DoD got rid of a large cultural barrier when the Total Force green identity card replaced the red reserve forces card, he noted.

"The reserve [forces] are on duty around the world, all the time," said Charles Cragin, principal deputy undersecretary of defense for personnel and readiness. "When I go to Bosnia and meet with the troops, you can't tell the difference between active and reserve [component service members]. They are there to do a job, and all of them do it well.

"In the field, active duty [personnel] recognize that without the reserves, the military could not accomplish its missions," he said.

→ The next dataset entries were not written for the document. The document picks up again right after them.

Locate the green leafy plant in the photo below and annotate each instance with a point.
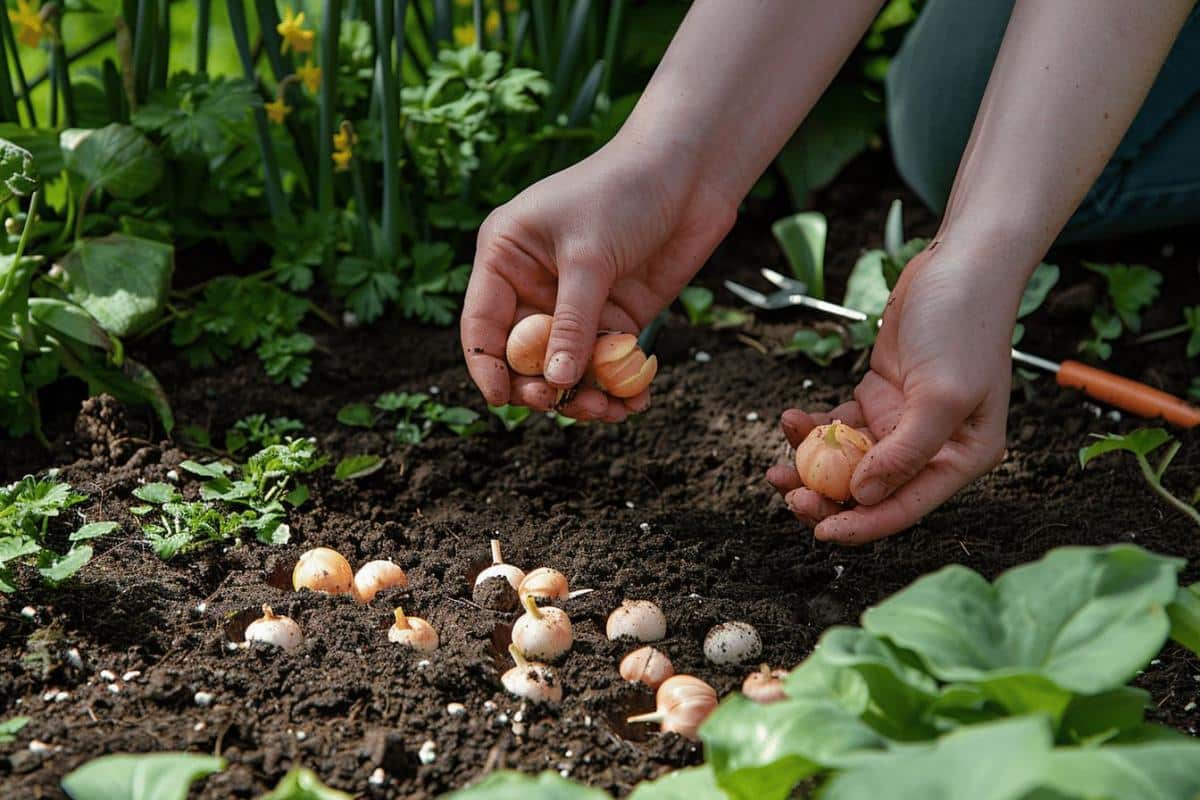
(414, 415)
(27, 509)
(697, 304)
(261, 491)
(1129, 289)
(11, 727)
(147, 776)
(1141, 444)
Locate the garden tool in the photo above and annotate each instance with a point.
(1105, 386)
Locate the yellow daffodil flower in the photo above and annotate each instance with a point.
(277, 110)
(293, 32)
(310, 74)
(28, 19)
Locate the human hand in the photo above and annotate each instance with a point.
(935, 400)
(604, 245)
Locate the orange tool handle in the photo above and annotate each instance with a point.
(1128, 395)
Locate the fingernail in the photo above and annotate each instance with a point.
(561, 370)
(871, 492)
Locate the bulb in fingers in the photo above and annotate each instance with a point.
(828, 456)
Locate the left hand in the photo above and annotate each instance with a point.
(935, 400)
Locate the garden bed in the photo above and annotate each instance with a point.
(671, 506)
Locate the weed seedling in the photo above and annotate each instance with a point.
(1141, 443)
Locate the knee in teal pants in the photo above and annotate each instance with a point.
(937, 79)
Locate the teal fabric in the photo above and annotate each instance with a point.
(937, 79)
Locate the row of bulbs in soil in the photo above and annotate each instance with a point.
(541, 635)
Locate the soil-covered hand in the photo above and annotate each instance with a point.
(604, 245)
(935, 398)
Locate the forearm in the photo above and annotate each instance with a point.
(1069, 79)
(737, 80)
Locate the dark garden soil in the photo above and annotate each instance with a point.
(671, 506)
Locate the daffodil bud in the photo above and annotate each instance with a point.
(732, 643)
(532, 680)
(683, 703)
(637, 619)
(543, 632)
(544, 584)
(507, 571)
(827, 458)
(377, 576)
(413, 632)
(526, 348)
(275, 630)
(323, 570)
(647, 666)
(765, 685)
(619, 366)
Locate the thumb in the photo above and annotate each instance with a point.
(922, 432)
(581, 296)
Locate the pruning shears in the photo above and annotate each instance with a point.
(1105, 386)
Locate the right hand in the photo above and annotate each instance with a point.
(604, 245)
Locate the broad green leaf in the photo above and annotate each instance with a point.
(157, 493)
(115, 158)
(802, 239)
(1185, 614)
(17, 170)
(57, 569)
(760, 752)
(900, 695)
(1157, 770)
(357, 415)
(999, 761)
(507, 785)
(867, 289)
(303, 783)
(149, 776)
(15, 547)
(121, 281)
(1140, 443)
(11, 727)
(843, 124)
(354, 467)
(1084, 619)
(694, 783)
(1043, 280)
(94, 530)
(69, 319)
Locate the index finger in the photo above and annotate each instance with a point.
(487, 314)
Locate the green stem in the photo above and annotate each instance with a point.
(1165, 334)
(203, 19)
(274, 185)
(390, 118)
(1155, 483)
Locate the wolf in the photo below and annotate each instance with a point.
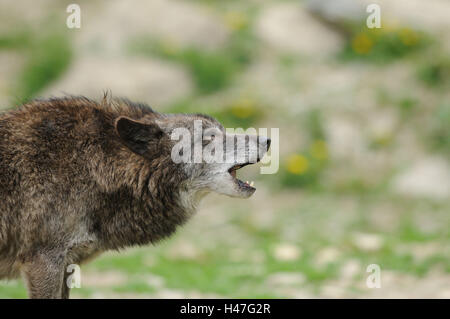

Cragin said the fiscal environment soured relations between the active and reserve components. In a time of smaller budgets, reserve leaders thought their concerns were ignored by active duty leaders, he said. Getting reserve leaders into the budgeting process early has helped alleviate these fears. The Cohen memo also pledged "to provide the resources needed to accomplish assigned missions."

"But this is not 'solved'," Cragin said. "This is a process we have to manage every day. The [Cohen] memo recognizes this and calls on all leaders to take ownership of the Total Force."

Hamre thanked all those involved for their contributions. "You were willing to say, 'I put on this uniform to do something bigger than win tactical battles within the 'Beltway'," he said. "I did this to protect and defend the Constitution of the United States."